Already, the afflicted countries have experienced some episodes of instability during the outbreak. In Sierra Leone, crowds of people pelted a government hospital and police station in July on the heels of a rumor that Ebola was a lie invented to collect body parts. In Liberia, a riot broke out in August after the government quarantined a squatter settlement in Monrovia, the nation’s capitol, that was home to tens of thousands of people. Amidst the chaos, the police shot and killed a 15-year-old boy. (The quarantine was lifted after 10 days.) Also in August, more than 50 people were injured in riots in Guinea’s second-largest city after health workers disinfected a market without notice.

In a September 9 letter to President Obama requesting military support, Liberian President Ellen Johnson Sirleaf called special attention to instability. “In a country that has barely emerged from a 30-year period of civil and political unrest, with the presence of a large youthful (mainly unemployed) population, some of whom were child soldiers—this health emergency threatens civil order,” she wrote.

Whether any of the US personnel being deployed to Liberia will be involved in maintaining security—or what their orders will be if a riot occurs on their doorstep—is still part of an ongoing planning process, according to a Defense Department official. 

Even without security to worry about, the military will have its hands full. According to a White House fact sheet, the operation will be coordinated through a command center in Monrovia.
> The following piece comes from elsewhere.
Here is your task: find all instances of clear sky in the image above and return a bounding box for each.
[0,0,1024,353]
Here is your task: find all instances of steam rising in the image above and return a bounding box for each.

Soldiers and engineers will be deployed throughout the country to build treatment centers and train perhaps 500 medical personnel per week to man them.

For the time being, the operation will be limited to Liberia, but it could expand into neighboring countries as needed. The Pentagon is currently planning to keep troops in the region for up to six months, according to the Defense Department official, “but we will support as long as needed.”

This is not the first time the US military has deployed to Liberia in recent memory. In 2003, President Bush sent 300 troops to Monrovia to support a Nigerian-led peacekeeping force as the civil war drew to a close. In a speech Tuesday at the Centers for Disease Control and Prevention, President Obama compared the operation to the US military’s deployment to Haiti after the 2010 earthquake.